Although macroeconomic indicators, such as inflation and the current account deficit, have improved from previous years, rising public debt, largely in foreign currency, and the uncertainty about Russia’s “tax maneuver” and bilateral trade relations pose risks to economic development.
“It is essential to strengthen competitiveness and, thus, export more products to a wider range of countries,” said Alex Kremer, World Bank Country Manager for Belarus. “Further improving the business environment and intensifying the restructuring of companies, especially state-owned companies, would help producers innovate and export more. Otherwise, the only way to address public debt is to cut government spending and raise taxes.”
The Update emphasizes the need to strengthen social safety nets that protect the most vulnerable, uphold living standards, prevent a rise in poverty, and help people with job mobility. A key recommendation of the report is the need to increase the share of expenditure on social assistance that targets low-income groups in the population.

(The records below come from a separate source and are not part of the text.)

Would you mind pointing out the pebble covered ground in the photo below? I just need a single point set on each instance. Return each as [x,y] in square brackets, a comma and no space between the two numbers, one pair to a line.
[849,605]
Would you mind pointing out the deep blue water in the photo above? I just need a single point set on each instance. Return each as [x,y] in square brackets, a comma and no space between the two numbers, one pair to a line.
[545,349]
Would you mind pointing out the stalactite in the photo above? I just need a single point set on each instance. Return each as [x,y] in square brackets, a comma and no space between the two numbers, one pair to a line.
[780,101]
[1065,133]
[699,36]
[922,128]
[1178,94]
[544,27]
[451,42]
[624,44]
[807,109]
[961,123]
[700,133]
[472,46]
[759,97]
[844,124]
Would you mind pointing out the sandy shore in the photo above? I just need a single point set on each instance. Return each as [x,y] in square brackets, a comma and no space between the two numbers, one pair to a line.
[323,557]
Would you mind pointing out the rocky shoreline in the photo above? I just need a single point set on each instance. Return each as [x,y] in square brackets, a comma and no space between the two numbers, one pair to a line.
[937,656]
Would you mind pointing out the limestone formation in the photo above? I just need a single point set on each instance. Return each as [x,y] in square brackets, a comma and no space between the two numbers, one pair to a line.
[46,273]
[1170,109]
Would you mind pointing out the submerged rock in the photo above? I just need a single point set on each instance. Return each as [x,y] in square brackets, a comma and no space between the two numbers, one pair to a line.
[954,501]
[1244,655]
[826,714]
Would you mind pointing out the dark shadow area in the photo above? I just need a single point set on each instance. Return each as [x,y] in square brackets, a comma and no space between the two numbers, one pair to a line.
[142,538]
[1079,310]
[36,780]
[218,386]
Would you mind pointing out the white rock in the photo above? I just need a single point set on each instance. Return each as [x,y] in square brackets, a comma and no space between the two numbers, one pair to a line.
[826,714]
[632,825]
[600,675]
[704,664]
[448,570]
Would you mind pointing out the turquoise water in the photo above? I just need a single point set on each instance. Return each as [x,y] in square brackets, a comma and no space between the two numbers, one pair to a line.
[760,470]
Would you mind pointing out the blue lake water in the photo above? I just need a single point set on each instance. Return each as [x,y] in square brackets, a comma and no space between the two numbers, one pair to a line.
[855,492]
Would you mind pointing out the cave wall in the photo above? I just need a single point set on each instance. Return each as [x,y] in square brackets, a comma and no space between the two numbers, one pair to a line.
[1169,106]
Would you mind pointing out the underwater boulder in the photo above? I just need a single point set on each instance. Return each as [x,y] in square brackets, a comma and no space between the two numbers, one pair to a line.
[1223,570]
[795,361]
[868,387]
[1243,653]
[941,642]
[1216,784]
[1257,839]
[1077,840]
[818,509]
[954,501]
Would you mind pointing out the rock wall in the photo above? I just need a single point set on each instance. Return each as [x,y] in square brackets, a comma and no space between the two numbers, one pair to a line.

“Belarus achieved remarkable progress in poverty reduction during its ‘high-growth’ period of 2003-2013. But with growth set to slow in the long-run, social resilience and poverty prevention are more important than ever,” said Nithin Umapathi, Senior Economist at the World Bank. “One of the weaknesses of the existing safety net is that many poor working households are not benefiting from current means-tested support programs. This can be tackled by expanding the coverage and generosity of the monthly Targeted Social Assistance Program (GASP).”
Since the Republic of Belarus joined the World Bank in 1992, lending commitments to the country have totaled US$ 1.7 billion. In addition, the country has received grants in the total amount of US$ 31 million, including to programs involving civil society partners. The active investment lending portfolio financed by the World Bank in Belarus includes eight operations in the total amount of US$ 890 million.